Eugen Maersk

Weighing containers before loading aboard ship last year could have averted a stack collapse judged to have contributed to a container fire on the 15,500teu Eugene Maersk last year, it has been claimed.

Classified by the International Maritime Organization (IMO) as a “serious casualty”, Eugene Maersk crew members saw smoke billowing from stern-most container stacks at bay 90, while it was transiting the pirate-inhabited waters of the Gulf of Aden.

After efforts to put out the fire were unsuccessful, the vessel docked in the DP World-operated port of Djibouti the following day. There, the fire was finally extinguished some five days after it was first noticed.

Altogether, 16 containers were destroyed or damaged, and the Danish Maritime Accident Investigation Board (DMaib) report into the incident found that a collapsed stack was either the cause of the fire, or had substantially exacerbated it.

The report said: “Investigations have revealed two likely main scenarios: the fire started as a result of friction heat created by the collapse of the container stacks. This ignited the contents of the containers and the fire developed from there.”

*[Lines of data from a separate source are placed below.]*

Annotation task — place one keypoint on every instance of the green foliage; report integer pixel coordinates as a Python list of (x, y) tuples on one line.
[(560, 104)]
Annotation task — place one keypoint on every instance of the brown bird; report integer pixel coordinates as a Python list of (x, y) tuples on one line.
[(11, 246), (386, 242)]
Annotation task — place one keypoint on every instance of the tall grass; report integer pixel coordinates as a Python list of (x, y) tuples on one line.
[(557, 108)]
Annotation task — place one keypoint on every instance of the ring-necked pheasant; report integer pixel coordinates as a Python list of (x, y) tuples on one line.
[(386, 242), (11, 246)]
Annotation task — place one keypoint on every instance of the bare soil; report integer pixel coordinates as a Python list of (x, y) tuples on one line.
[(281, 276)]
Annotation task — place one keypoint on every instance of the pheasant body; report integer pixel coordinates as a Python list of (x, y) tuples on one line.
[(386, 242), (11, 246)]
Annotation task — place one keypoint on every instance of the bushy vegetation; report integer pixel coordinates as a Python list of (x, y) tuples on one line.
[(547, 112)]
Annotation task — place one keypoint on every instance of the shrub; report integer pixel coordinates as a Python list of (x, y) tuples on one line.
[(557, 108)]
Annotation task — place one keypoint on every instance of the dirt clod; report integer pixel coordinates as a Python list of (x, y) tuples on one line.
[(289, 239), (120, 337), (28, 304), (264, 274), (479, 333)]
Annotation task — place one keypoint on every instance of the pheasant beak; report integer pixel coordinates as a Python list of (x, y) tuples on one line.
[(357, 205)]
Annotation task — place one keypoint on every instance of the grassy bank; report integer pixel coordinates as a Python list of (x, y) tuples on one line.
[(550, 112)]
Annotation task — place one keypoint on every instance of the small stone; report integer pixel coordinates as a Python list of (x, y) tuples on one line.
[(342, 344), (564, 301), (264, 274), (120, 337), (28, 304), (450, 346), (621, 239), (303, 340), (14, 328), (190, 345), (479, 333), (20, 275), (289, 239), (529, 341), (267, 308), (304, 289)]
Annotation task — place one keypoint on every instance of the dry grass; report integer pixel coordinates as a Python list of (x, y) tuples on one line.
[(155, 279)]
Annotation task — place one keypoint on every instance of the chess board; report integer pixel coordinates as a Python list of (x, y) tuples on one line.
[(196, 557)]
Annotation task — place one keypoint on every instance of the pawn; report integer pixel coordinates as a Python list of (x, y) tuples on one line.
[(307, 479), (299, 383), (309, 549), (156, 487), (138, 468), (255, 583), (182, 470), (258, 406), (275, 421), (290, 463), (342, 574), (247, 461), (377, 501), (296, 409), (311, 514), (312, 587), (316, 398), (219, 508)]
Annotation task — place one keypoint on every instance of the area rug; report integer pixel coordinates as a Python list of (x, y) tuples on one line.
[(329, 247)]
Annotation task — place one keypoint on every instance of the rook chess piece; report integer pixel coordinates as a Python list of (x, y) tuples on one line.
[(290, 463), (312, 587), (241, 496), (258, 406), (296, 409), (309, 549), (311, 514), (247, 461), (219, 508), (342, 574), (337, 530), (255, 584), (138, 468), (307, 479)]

Or: “The fire was initiated at an early stage, perhaps even before the containers were loaded on board. After having slowly smouldered for a long time, the collapse of the containers created a sudden burst of oxygen which made the fire flare up and develop.

“In both scenarios the collapse of containers is considered a major contributing factor to the fire,” the report summed up, although it added that there was no evidence to support one theory over the other.

The vessel had been through some heavy weather two days before the fire was discovered, during which time the crew found the lashings of two containers in bay 90 had come loose and the stack was swaying 1.5 metres from side to side.

The containers had all been loaded in Shanghai, and it was the first time since the vessel had been built in 2008 that it had carried an eight-high stack in bay 90.

According to shipper declarations, all the containers were within legal weight limits, although “several stacks on bay 90 were in the region of 97-99% of the maximum allowable load”.

Speaking at last week’s TOC Container Supply Chain event in London, container safety expert Bill Brassington said the margin for error that allowed was too small, and he suggested mandatory weighing of containers could have prevented the incident.

“Would it have made a difference if these containers had been weighed before loading? Most certainly.”

Recent research by Mr Brassington found that the average weight of containers has been on the increase: from 17.4 tonnes for a 20ft in 2010, to 21 tonnes in 2013.

“Based on this, the total mass on a 10-high stack would be 189,153kg, which is just 3,000kg under the IMO’s upper limit, and means that if just two containers are out by half a tonne the limit has been reached,” he said.

In the case of Eugen Maersk, some damage was discovered to containers that had occurred prior to the fire. However, according to maintenance reports, the boxes themselves were in good condition and had recently undergone repairs.

DMAIB wrote: “The reason for the collapse of containers leading up to the fire was most likely a combination of factors, including their structural integrity, the weather conditions, the stack weights, the lashings and dynamic forces acting on the ship.

“As containers are not weighed upon loading, it is uncertain whether some stack loads exceeded the maximum acceptable load and thus could have contributed to the collapse of the container stacks,” it continued.